Au cœur de cette nouvelle économie politique des savoirs, se trouve aussi le changement des règles de la propriété intellectuelle – un élément qui affecte très directement la vie des sciences. La définition et les règles d’octroi des brevets ont en effet été profondément modifiés dans les années 1980, aux États-Unis d’abord, dans le reste du monde ensuite. À la fois du fait de l’émergence de nouvelles pratiques (la capacité de manipuler les gènes par exemple, objets dont le droit se saisissait mal) et pour des raisons de positionnement stratégique sur le long terme. Il s’agissait en effet pour les États-Unis de modifier la définition du brevetable pour se réserver des pans entiers du futur technologique en protégeant les découvertes de base faites en amont à l’université et dans les start-ups de biotechnologie moléculaire et de sciences de l’information du pays – domaines dans lesquels les États-Unis restent très en avance [31].
Des droits de propriété sont donc maintenant accordés sur des savoirs de plus en plus fondamentaux et les contraintes d’utilité justifiant traditionnellement du dépôt d’un brevet sont devenues très lâches.
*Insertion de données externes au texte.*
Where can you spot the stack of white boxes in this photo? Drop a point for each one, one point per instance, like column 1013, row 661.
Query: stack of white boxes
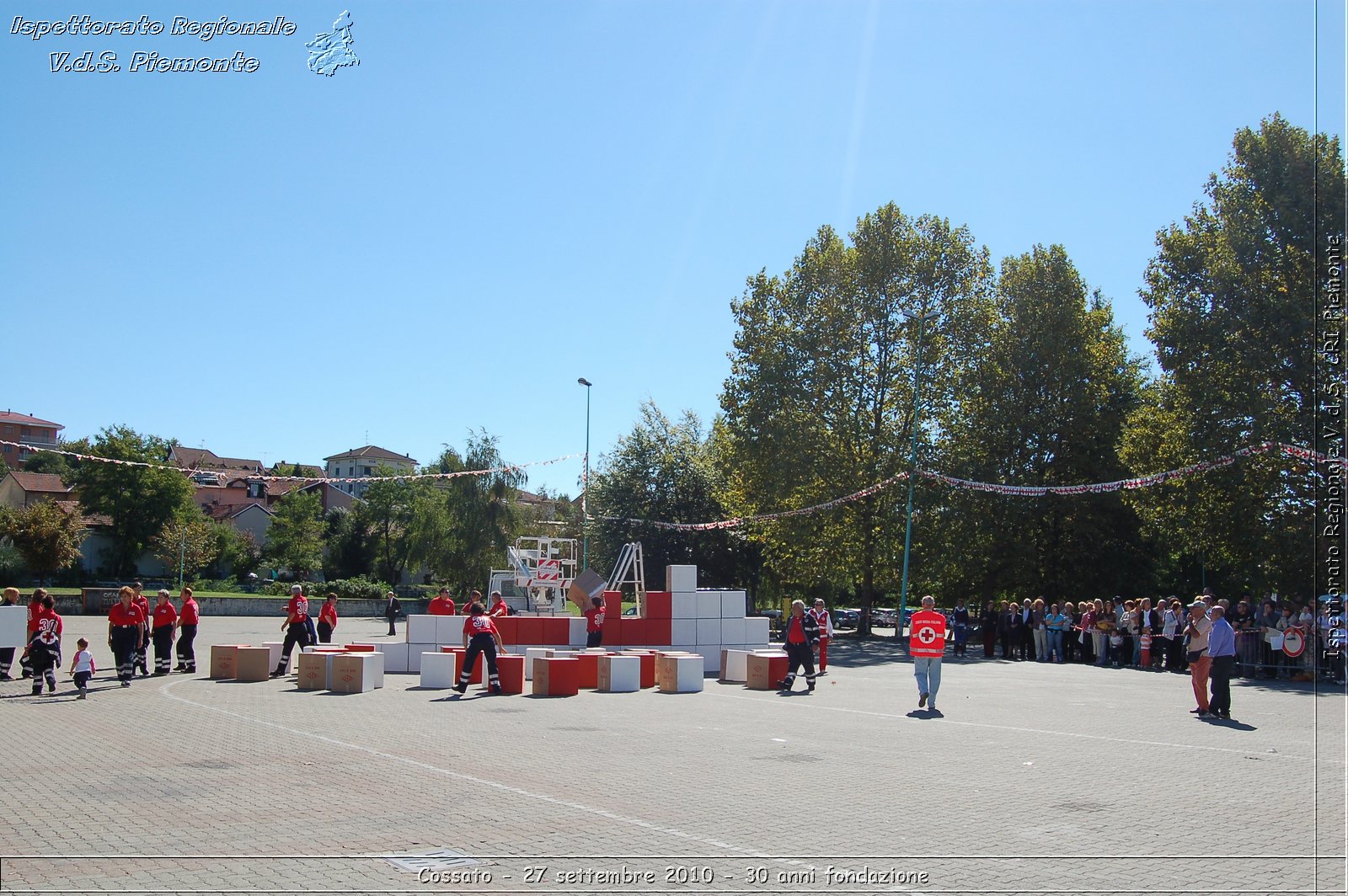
column 701, row 621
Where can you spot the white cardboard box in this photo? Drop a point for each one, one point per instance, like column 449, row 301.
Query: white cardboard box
column 734, row 604
column 709, row 631
column 421, row 630
column 684, row 605
column 708, row 605
column 755, row 631
column 437, row 670
column 682, row 632
column 680, row 579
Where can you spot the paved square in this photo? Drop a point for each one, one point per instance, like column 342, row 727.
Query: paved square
column 1037, row 778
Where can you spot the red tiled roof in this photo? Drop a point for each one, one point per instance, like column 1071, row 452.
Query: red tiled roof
column 10, row 417
column 371, row 451
column 46, row 483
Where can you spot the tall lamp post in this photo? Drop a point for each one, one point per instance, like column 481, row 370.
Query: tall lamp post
column 913, row 467
column 586, row 483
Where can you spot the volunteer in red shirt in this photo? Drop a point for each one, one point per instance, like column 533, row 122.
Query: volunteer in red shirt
column 163, row 620
column 480, row 637
column 126, row 626
column 595, row 623
column 826, row 623
column 802, row 633
column 296, row 628
column 139, row 600
column 34, row 615
column 927, row 644
column 45, row 647
column 442, row 604
column 188, row 619
column 328, row 619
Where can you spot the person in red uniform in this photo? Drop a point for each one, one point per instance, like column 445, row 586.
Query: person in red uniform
column 442, row 604
column 34, row 615
column 499, row 606
column 328, row 619
column 595, row 623
column 927, row 644
column 296, row 628
column 45, row 647
column 802, row 633
column 188, row 619
column 480, row 637
column 162, row 623
column 126, row 627
column 826, row 623
column 139, row 600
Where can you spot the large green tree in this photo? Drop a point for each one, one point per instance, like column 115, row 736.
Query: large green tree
column 47, row 536
column 296, row 536
column 820, row 397
column 136, row 500
column 1045, row 406
column 1233, row 296
column 665, row 471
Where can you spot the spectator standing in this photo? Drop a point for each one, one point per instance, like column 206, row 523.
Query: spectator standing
column 960, row 627
column 442, row 604
column 988, row 626
column 1197, row 628
column 391, row 610
column 927, row 646
column 162, row 626
column 1222, row 653
column 328, row 619
column 189, row 616
column 11, row 599
column 1040, row 630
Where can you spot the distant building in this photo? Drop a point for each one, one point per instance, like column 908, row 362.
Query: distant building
column 19, row 489
column 363, row 462
column 26, row 430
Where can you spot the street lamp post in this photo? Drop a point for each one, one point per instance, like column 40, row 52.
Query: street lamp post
column 913, row 468
column 586, row 483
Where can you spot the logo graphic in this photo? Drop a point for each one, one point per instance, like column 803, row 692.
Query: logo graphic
column 330, row 51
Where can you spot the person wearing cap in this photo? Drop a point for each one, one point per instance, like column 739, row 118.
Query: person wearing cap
column 1200, row 662
column 391, row 610
column 442, row 604
column 296, row 628
column 927, row 644
column 826, row 621
column 161, row 630
column 1222, row 653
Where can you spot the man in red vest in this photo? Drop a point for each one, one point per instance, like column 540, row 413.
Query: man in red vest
column 927, row 644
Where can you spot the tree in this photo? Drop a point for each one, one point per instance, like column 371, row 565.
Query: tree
column 1231, row 293
column 665, row 471
column 820, row 397
column 189, row 539
column 136, row 500
column 1045, row 406
column 47, row 536
column 296, row 536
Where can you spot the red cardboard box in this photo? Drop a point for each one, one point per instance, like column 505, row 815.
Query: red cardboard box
column 660, row 605
column 511, row 670
column 556, row 677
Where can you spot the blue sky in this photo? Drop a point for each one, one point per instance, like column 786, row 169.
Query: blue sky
column 507, row 195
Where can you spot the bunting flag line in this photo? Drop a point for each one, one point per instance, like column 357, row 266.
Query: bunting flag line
column 258, row 477
column 997, row 488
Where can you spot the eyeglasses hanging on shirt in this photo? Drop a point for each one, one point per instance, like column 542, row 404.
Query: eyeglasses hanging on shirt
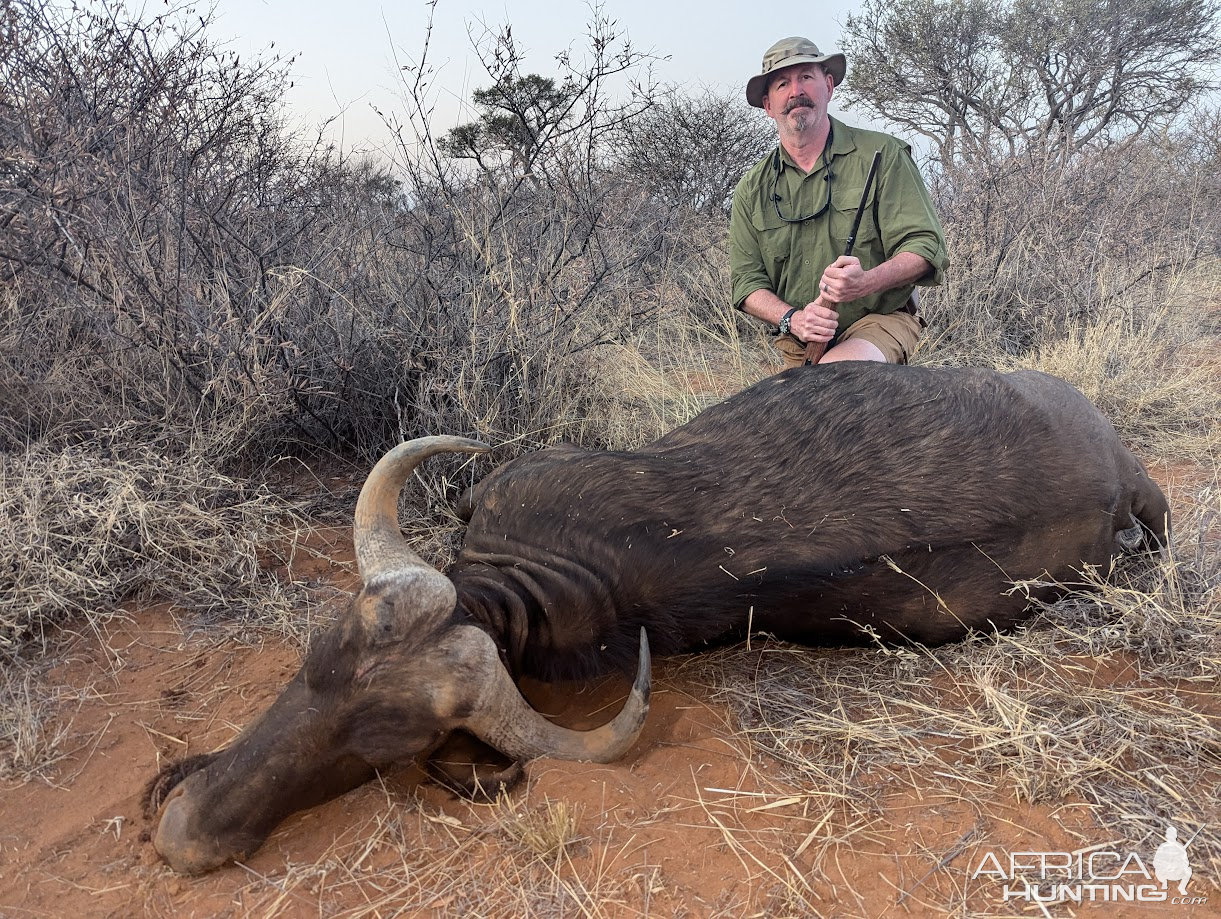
column 827, row 180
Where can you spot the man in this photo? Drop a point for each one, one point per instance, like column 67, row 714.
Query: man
column 794, row 210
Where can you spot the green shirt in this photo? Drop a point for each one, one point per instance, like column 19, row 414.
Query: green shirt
column 788, row 259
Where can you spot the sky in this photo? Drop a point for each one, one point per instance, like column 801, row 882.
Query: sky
column 348, row 51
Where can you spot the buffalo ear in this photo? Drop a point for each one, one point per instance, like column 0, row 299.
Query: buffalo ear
column 399, row 603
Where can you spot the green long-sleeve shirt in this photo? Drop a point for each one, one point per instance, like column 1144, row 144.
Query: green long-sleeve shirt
column 788, row 259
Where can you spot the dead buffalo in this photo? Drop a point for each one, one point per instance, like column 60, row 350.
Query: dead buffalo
column 824, row 505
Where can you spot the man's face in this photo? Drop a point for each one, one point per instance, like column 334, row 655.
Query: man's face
column 797, row 97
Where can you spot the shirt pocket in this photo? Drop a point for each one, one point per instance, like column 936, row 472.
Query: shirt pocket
column 775, row 243
column 845, row 203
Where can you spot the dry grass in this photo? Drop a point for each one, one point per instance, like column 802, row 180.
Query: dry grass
column 86, row 530
column 1106, row 699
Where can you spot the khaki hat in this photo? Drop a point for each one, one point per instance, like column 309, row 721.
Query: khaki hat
column 784, row 54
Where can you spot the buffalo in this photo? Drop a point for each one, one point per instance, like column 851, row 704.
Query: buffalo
column 835, row 504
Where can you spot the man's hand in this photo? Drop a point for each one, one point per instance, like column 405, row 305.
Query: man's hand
column 845, row 281
column 816, row 322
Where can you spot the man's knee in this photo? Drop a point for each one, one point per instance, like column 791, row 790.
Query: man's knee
column 891, row 337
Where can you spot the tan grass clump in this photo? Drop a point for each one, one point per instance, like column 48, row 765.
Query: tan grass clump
column 548, row 830
column 1103, row 698
column 84, row 530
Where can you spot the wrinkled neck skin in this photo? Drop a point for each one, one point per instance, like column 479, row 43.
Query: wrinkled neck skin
column 515, row 599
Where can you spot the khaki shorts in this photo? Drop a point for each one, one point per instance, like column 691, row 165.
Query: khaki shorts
column 894, row 333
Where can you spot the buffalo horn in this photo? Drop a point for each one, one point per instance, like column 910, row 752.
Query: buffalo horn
column 381, row 548
column 384, row 555
column 503, row 719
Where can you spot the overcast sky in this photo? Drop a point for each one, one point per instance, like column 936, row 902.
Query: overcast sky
column 347, row 48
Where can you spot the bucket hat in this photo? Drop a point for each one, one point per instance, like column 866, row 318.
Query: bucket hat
column 784, row 54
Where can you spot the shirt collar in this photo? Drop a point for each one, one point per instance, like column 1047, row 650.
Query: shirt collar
column 843, row 142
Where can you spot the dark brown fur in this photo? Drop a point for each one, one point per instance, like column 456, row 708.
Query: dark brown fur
column 826, row 505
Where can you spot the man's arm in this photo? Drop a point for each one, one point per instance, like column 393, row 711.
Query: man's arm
column 845, row 280
column 815, row 322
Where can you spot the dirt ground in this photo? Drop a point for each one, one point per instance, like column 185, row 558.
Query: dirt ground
column 691, row 823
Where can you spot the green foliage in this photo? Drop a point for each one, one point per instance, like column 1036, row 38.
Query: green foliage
column 982, row 78
column 515, row 116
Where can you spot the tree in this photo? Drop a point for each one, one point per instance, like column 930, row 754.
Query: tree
column 977, row 77
column 515, row 116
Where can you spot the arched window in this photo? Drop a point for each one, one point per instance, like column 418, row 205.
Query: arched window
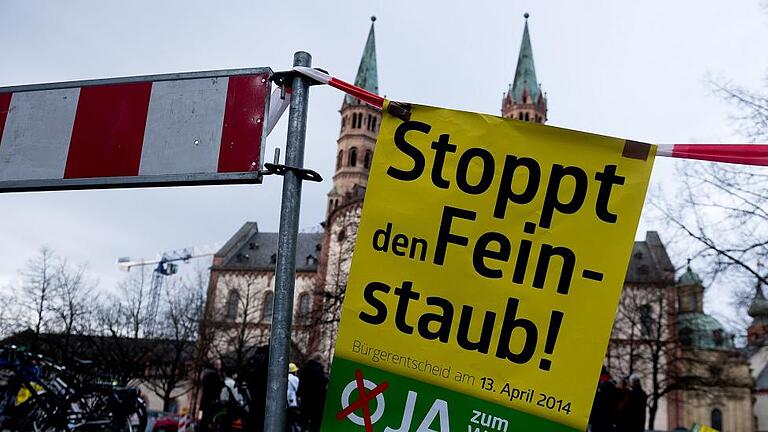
column 267, row 306
column 686, row 337
column 716, row 419
column 230, row 308
column 646, row 320
column 304, row 307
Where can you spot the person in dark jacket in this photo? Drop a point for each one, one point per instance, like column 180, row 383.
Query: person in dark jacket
column 313, row 384
column 604, row 408
column 255, row 377
column 212, row 384
column 633, row 406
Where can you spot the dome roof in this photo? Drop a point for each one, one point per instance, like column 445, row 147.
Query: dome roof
column 701, row 331
column 689, row 278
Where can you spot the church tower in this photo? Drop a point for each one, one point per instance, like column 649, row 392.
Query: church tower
column 757, row 332
column 357, row 138
column 524, row 99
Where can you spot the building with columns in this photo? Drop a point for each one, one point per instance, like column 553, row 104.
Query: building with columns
column 658, row 315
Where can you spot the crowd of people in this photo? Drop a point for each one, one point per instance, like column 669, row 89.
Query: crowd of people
column 305, row 398
column 618, row 406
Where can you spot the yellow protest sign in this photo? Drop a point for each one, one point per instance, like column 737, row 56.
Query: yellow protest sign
column 488, row 266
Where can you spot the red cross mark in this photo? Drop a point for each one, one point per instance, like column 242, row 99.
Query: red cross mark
column 364, row 400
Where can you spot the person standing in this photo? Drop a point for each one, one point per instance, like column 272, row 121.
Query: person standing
column 634, row 406
column 604, row 408
column 313, row 384
column 212, row 384
column 292, row 416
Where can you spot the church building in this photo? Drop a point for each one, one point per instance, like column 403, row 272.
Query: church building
column 688, row 363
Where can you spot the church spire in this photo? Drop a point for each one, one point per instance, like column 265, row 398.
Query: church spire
column 357, row 138
column 367, row 73
column 525, row 73
column 524, row 99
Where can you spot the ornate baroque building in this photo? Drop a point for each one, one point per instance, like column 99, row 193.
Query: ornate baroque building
column 688, row 362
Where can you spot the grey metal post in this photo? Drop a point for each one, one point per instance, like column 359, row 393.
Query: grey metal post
column 285, row 272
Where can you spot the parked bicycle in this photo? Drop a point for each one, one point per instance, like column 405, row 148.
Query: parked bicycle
column 36, row 394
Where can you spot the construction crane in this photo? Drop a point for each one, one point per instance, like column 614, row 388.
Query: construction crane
column 165, row 266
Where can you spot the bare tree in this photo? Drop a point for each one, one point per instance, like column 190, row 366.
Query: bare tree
column 73, row 298
column 722, row 209
column 177, row 328
column 36, row 290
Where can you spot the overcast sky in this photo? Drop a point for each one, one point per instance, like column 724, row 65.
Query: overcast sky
column 625, row 68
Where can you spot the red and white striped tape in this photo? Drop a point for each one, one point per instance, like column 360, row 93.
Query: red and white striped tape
column 134, row 129
column 745, row 154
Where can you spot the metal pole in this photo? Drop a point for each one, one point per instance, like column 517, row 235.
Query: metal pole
column 285, row 273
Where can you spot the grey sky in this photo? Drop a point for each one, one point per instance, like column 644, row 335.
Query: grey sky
column 629, row 69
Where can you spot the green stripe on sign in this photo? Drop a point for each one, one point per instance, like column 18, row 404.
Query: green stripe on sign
column 398, row 404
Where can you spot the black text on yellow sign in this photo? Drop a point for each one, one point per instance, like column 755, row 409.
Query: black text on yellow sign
column 498, row 247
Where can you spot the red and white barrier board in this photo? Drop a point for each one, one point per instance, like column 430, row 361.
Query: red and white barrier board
column 177, row 129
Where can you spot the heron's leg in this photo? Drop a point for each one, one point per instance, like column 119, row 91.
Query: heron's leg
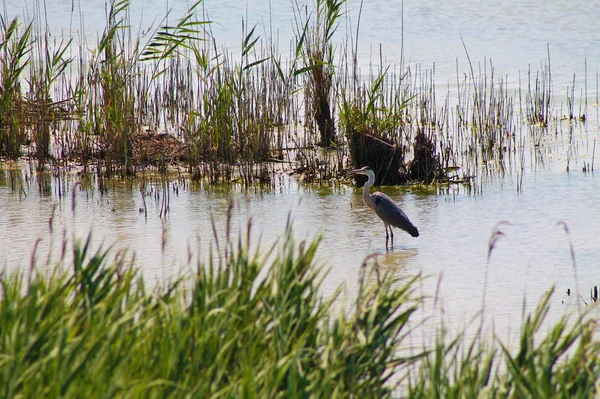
column 387, row 236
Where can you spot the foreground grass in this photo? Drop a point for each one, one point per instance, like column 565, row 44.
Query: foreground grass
column 254, row 326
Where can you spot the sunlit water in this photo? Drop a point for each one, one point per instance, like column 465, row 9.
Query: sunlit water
column 530, row 258
column 514, row 35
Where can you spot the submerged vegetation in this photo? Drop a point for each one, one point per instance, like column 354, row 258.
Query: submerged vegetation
column 255, row 325
column 175, row 96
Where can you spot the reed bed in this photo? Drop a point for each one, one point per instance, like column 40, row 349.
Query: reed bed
column 175, row 96
column 255, row 325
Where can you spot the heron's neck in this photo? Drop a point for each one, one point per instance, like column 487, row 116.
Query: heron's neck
column 366, row 196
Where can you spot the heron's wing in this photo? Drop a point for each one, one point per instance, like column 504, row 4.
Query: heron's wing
column 391, row 213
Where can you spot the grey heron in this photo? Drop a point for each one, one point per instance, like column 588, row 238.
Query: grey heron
column 387, row 210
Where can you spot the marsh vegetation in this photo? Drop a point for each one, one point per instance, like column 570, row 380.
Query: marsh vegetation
column 176, row 96
column 254, row 324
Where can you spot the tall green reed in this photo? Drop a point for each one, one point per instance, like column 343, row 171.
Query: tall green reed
column 15, row 45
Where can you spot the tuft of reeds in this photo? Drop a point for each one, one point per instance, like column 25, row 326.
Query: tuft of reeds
column 15, row 46
column 315, row 41
column 243, row 325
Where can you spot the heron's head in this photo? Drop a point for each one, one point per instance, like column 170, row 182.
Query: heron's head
column 365, row 170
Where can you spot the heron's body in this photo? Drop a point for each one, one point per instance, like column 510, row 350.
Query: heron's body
column 387, row 210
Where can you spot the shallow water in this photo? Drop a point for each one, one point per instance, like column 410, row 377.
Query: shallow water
column 513, row 35
column 455, row 223
column 455, row 226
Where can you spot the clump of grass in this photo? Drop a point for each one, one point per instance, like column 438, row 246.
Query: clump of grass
column 91, row 328
column 14, row 48
column 560, row 361
column 373, row 130
column 318, row 54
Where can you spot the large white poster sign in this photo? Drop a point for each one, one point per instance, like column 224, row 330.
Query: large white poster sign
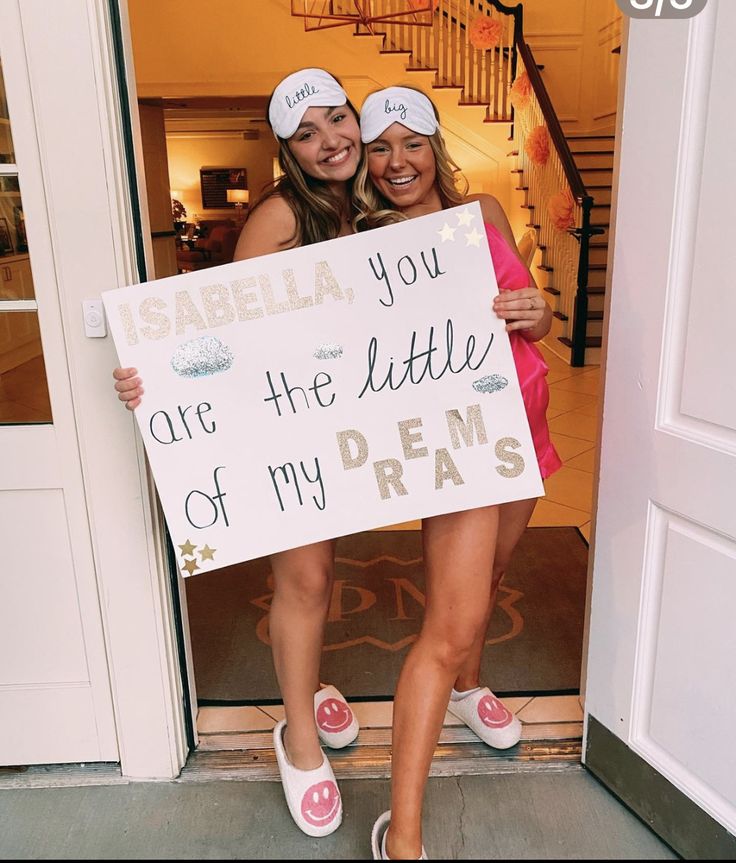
column 326, row 390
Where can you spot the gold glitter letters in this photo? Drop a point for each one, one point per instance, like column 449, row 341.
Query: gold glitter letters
column 388, row 473
column 161, row 324
column 503, row 452
column 186, row 313
column 467, row 429
column 325, row 283
column 444, row 469
column 126, row 318
column 217, row 305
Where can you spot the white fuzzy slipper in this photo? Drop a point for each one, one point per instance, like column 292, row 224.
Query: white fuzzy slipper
column 336, row 723
column 378, row 838
column 484, row 714
column 312, row 796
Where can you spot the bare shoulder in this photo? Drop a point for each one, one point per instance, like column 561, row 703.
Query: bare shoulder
column 492, row 210
column 270, row 228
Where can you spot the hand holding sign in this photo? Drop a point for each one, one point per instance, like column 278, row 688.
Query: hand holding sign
column 329, row 389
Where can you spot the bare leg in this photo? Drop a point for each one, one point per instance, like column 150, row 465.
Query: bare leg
column 513, row 518
column 458, row 554
column 302, row 588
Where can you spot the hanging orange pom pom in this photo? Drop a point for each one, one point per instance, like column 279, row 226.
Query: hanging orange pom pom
column 537, row 145
column 485, row 32
column 421, row 5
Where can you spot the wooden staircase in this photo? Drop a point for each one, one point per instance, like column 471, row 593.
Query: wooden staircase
column 572, row 269
column 593, row 155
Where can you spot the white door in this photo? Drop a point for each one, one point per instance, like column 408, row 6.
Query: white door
column 662, row 639
column 55, row 699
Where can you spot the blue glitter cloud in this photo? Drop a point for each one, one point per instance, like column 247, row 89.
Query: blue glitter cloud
column 490, row 384
column 201, row 357
column 328, row 352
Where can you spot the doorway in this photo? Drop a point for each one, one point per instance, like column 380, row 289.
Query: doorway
column 195, row 133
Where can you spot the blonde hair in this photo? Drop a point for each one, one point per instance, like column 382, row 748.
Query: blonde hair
column 374, row 210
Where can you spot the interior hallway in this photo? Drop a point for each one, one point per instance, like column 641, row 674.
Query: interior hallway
column 573, row 419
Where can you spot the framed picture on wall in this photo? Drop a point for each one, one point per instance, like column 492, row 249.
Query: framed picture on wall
column 6, row 245
column 215, row 182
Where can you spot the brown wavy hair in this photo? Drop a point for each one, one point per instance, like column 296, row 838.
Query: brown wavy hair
column 317, row 209
column 374, row 210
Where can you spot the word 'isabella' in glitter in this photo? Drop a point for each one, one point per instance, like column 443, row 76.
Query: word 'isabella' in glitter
column 241, row 300
column 353, row 447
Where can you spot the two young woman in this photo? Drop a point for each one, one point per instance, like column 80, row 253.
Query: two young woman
column 406, row 172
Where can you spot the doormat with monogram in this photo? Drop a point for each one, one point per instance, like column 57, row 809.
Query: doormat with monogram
column 534, row 643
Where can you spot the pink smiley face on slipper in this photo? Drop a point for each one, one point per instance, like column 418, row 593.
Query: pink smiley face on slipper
column 321, row 803
column 333, row 715
column 492, row 713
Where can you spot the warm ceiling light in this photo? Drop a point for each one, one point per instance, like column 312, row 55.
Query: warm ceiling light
column 237, row 196
column 322, row 14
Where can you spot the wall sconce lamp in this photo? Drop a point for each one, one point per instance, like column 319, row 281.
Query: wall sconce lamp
column 240, row 198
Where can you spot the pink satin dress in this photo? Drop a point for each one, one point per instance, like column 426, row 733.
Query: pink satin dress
column 531, row 368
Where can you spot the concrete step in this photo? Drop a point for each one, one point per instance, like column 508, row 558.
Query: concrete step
column 601, row 194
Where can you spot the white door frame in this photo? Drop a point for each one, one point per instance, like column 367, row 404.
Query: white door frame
column 667, row 467
column 70, row 56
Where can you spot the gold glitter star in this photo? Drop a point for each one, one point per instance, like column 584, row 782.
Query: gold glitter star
column 447, row 233
column 473, row 238
column 190, row 566
column 187, row 548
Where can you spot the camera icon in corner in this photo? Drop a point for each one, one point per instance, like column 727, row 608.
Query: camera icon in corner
column 661, row 8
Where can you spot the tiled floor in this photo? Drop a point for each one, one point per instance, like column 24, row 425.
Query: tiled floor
column 573, row 420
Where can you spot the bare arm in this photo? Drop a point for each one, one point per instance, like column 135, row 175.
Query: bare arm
column 270, row 228
column 525, row 309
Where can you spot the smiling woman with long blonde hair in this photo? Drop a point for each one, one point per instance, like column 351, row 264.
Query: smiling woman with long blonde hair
column 407, row 172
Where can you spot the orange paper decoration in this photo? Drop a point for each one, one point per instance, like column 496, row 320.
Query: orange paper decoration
column 537, row 145
column 521, row 92
column 561, row 210
column 485, row 32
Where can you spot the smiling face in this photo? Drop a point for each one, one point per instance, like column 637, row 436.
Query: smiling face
column 492, row 713
column 333, row 715
column 402, row 166
column 326, row 144
column 320, row 803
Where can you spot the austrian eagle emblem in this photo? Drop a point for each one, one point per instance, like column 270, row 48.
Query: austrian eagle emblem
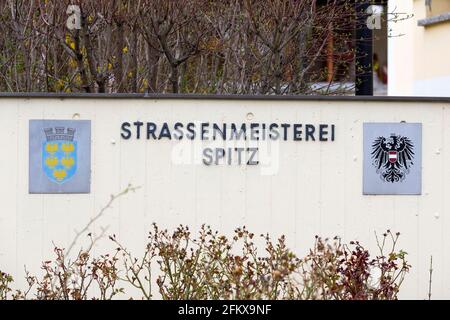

Ces formes nouvelles d’appropriation expliquent la parcellisation nouvelle qui affecte la recherche, les phénomènes croissants de judiciarisation du travail des sciences, et l’émergence de monopoles. La planification d’une recherche requiert en effet la rédaction d’accords nombreux sur les usages qui seront faits des entités sous droits de propriété, ainsi que sur la répartition des bénéfices escomptés.
Thèse 8
Depuis les années 1980, les objets et techniques de la recherche scientifique se sont profondément transformés. Sont notamment réapparues des sciences de l’observation à fonction gestionnaire.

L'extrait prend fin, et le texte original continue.